Я, в свою очередь, благодарен ей, своей дорогой подруге, которая на протяжении войны поддерживала во мне эту силу и веру в себя… как в Тайну. Веру?.. Нет, вера — это неверное слово, — не веру, но прямое знание, ясное видение, что между мной и нею, что между нами и Ним нет зазора, нет разницы, но одновременно с этим она — это Другая, это кто-то ещё. В этом заключается моя Тайна — в одновременности существования Другого и его несуществования, в этом моя сила и моя верность себе, именно это я не могу и не хочу предавать — свой путь Тайны внутри Тайны. Если я держусь за эту путеводную нить, ничто не может быть страшным, ничто не может быть тревожным. Если я возвращаюсь и возвращаюсь в Тайну, как домой. Сколько бы раз я ни уходил от неё в тревожащие заблуждения одиночества, я никуда не могу уйти от Тайны, потому что и сама тревога, и само заблуждение находятся в том же пространстве Тайны. Так что теперь я уже действительно не могу никуда выйти из Тайны, ибо, кроме неё, просто ничего другого не существует. Она всегда здесь, всегда ждёт с открытыми объятиями — и уже обнимает, прямо сейчас. Что бы я ни испытывал — печаль, уныние, страх, тревогу или ужас, — всё это уже возвращено в одну большую Тайну меня.

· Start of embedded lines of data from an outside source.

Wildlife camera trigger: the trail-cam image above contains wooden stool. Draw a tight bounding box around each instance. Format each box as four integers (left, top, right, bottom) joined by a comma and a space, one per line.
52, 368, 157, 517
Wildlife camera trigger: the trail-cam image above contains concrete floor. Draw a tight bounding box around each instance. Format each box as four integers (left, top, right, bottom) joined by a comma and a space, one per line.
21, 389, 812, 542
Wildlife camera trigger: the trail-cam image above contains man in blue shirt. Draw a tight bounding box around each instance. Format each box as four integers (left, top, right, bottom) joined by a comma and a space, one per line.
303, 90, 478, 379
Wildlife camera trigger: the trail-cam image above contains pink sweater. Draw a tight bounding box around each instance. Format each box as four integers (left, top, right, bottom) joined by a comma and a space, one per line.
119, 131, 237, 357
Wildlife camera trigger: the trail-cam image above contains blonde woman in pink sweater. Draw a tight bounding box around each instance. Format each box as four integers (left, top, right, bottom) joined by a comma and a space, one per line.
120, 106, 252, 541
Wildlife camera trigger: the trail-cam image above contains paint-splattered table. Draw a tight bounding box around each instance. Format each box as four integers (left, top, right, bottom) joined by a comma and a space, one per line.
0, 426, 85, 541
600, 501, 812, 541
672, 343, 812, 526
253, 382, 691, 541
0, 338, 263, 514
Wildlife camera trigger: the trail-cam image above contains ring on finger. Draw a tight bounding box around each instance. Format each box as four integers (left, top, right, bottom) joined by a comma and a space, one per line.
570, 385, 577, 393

На днях я разговаривал с человеком, который учится у меня медитации, и он сказал, что любит перечитывать «Алмазную сутру», потому что именно там он слышит отзвук того переживания, которое улавливает также и непосредственно через практику медитации. Переживание это сообщает ему, что есть в нём, в сознании, нечто неразрушимо устойчивое, твёрдое, как алмаз, одновременно с этим прозрачное и неухватимое, как пространство, непостижимо таинственное, как ночное небо.

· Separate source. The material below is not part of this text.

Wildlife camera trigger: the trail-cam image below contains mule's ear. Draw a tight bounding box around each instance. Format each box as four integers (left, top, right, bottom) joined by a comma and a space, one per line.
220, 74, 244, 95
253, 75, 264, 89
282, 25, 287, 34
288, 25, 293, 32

Слушая его, я вспоминал тебя. Вспоминал, как ты на первых своих долгих медитативных ретритах впервые начал улавливать это неухватимое, это прозрачное, это неразрушимое, это глубочайшее, это неизмеримое, это неосязаемое основание всего, что есть. Ты начал улавливать его в том месте, что переживал как себя, что называл собой, чувствовал собой. Сначала робко, ещё не веря, что это вообще возможно, но потом всё явственней и всё более опираясь на это переживание. Это основание реальности как таковой, которое ты мог чувствовать собой и в себе, собой и везде, именно оно давало опору, оно освобождало от тревоги, оно спасало от пасти проглатывающего тебя времени. Ведь в этом твёрдом как алмаз, открытом как небо и непостижимом как ночь переживании нет времени. Нет такого измерения реальности, как время. В нём вообще нет никаких измерений, есть только неизмеримое бытие. И оно содержится в каждом мгновении времени. Оно так близко ко мне, что его невозможно различить. Но его невозможно различить лишь как «другое», ибо оно и есть я, сама моя основа.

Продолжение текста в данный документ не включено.